Per mezz’ora Obama parla a voce bassissima, una voce molto bella a dire il vero, profonda e acuta al contempo, con interminabili pause che paiono rimangiare tutto quel che ha detto. Cosa ha detto non mi è stato molto chiaro, rapito com’ero dalla sua necessità di dirlo ma anche di tacerlo, di sentirlo ma anche di dimenticarlo. Sul mio taccuino ho segnato parole come war, void, solitude, adumbration, parole di un presidente del mondo, di uno che forse ora è ancora più presidente di prima, per via di quel nulla che lo accompagna. Non riesco a staccare lo sguardo dal tacco delle sue scarpe che ombreggiano sotto la chaise-longue; quando le muove, dalla punta. Mi affascinano, è tanto che non vedo circolare persone davvero eleganti, e di questo gli sono profondamente grato. Un po’ ovunque nel mondo, insieme al sublime nervosismo è scomparsa anche l’eleganza, l’altera divinità che vestiva le donne e gli uomini dell’Alta Società negli anni Trenta e Cinquanta, dediti alle Turmac Bleu e allo Sherry. Eleganza e nervoso sono inscindibili, patetico pensarsi eleganti e sereni, l’eleganza è contraria a tutto ciò, essa vuole che di lei non si possa mai davvero gioire; esserne fieri sì, ma gioire… Barack Obama è un uomo estremamente elegante, vale a dire infelice. Sul suo volto emaciato, sul complessato torace, i briganti dell’Isis sfacciatamente galoppano.

 

Sono le sei del mattino e mi risveglio dal mio sogno di onnipotenza.

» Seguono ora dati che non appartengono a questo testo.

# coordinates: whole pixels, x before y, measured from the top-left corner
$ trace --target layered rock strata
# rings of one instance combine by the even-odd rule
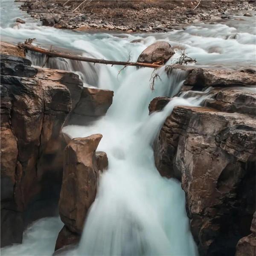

Il primo pensiero che porto con me sono gli otto anni di Obama Imperatore; tanti e ne ha fatti un modesto uso. Poiché poca cosa è il mio sapere, tra un dolcetto toscano e del buon vino mi auguro che Barack Obama dica a Nostro Signore, o a Lui chieda, il perché. Sarebbe molto interessante sentirlo, ancor più dalla sua bella voce che dai suoi annunciati libri.